With the dust of the financial crisis having settled, LPs see private equity’s model as having stood the test of time. The majority of investors (62%) think hurdle rates (minimum rate of return) should remain at around their current level for the next 5-10 years, the report said.

The LPs’ optimism could benefit India, according to Sanjeev Krishnan, executive director of PricewaterhouseCoopers, a consultancy. “It is a good thing, there are a lot of India-focused funds that are in the process of a fund-raise now. While LPs are optimistic, it is all about the geographies they want to invest in,” Krishnan said. “LPs will have selective focus on the emerging markets, including India.”

Currency fluctuations as seen in emerging markets, particularly in India, continue to be the foremost cause of worry for LPs, he said. “Choice of general partners is another issue. Due diligence on GPs is very intense these days,” Krishnan said.

Three quarters of LPs (73%) say the reduction in PE returns since the onset of the global financial crisis is partly structural, rather than a purely cyclical phenomenon. As much as 42% of LPs plan to sell assets in the secondary market in the next two years. Investors continue to see the secondary market as an important tool for changing the overall composition of their portfolios.

Market conditions over the next 1-2 years will be increasingly buoyant, investors believe. Over half of LPs (56%) think the rate of distribution from private equity funds will increase over the next 12-18 months and 42% of investors expect their GPs’ investment pace to increase.

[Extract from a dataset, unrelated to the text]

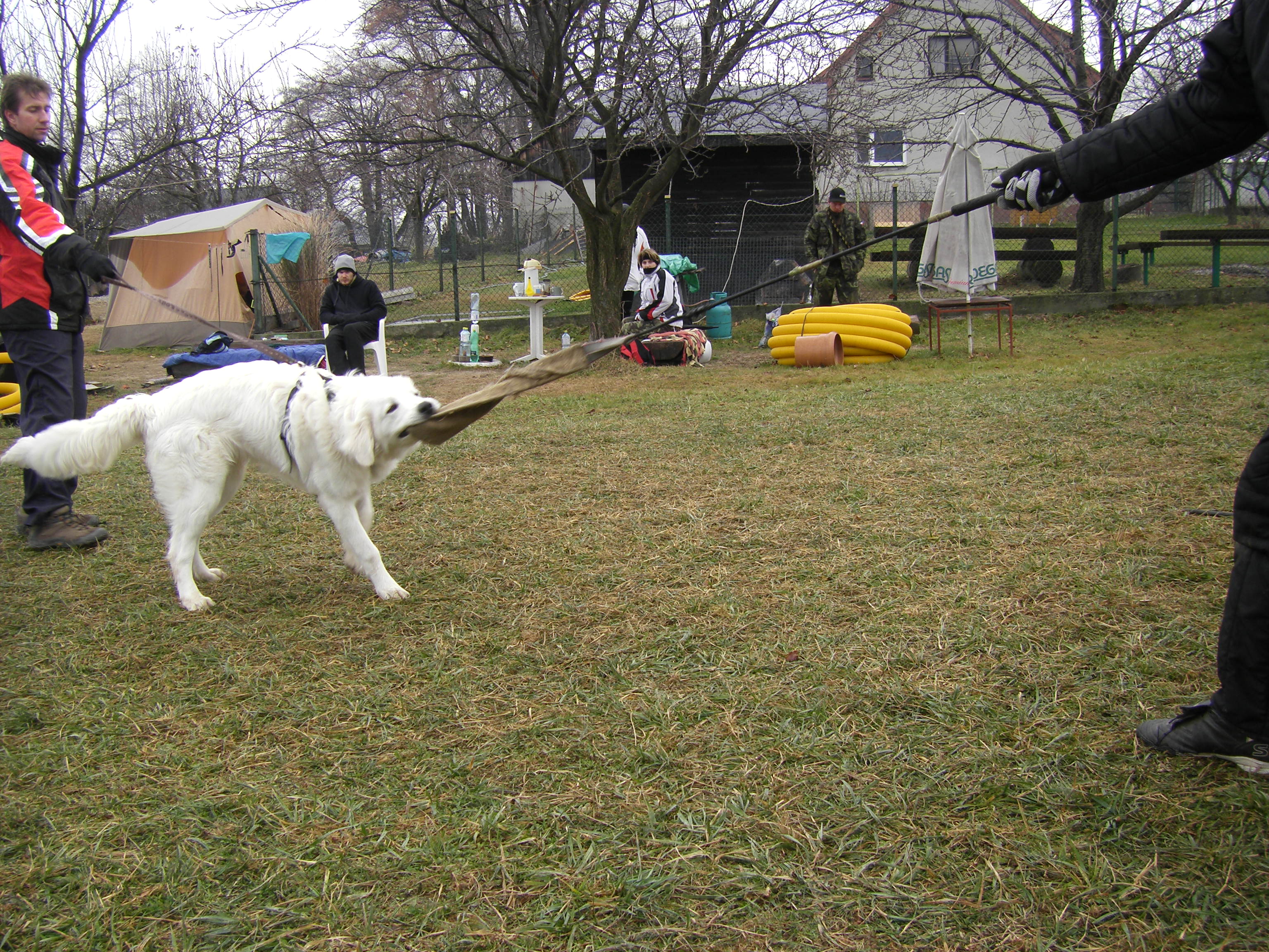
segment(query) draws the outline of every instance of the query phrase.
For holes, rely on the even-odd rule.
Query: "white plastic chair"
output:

Co-investing alongside general partners (GPs or fund managers) has continued to grow in popularity, and is now an indispensable tool in the limited partner’s armoury: over half of LPs (54%) have co-invested with their GPs in the last two years. Two-thirds of North American LPs and half of European LPs say they would like to be offered more co-investments, according to the report.

On the other hand, only one-third of private equity investors invest in GP-sponsored initial public offerings (IPOs). This is not principally because they think GP-sponsored IPOs are overpriced (though a fifth of investors do think that), but because many LPs are of the opinion all IPOs are over-priced, the report said.

According to the Barometer, LPs are still reducing their exposure to large buyouts and venture capital, and increasing exposure to growth capital and small-to-mid-market buyouts, in both North America and Europe – as they have been doing for the last few years. A quarter of LPs also plan to begin investing, or to expand investment, in Africa over the next 2-3 years.

Although investors are seeking to reduce their exposure to venture capital, they do not believe this will be consequence-free. Over half of private equity investors on both sides of the Atlantic think the weakness of European venture capital is a significant problem, which will impact the growth of the European economy.

They are, however, more sceptical about another possible source of innovation: the funding of futuristic tech-based ventures by billionaires. 60-70% of private equity investors dismiss initiatives such as asteroid mining and the Los Angeles-San Francisco Hyperloop as ‘rich men’s vanity projects’. Hyperloop is an ultramodern solar-powered vehicle that promises to help people travel between cities at nearly sonic speeds.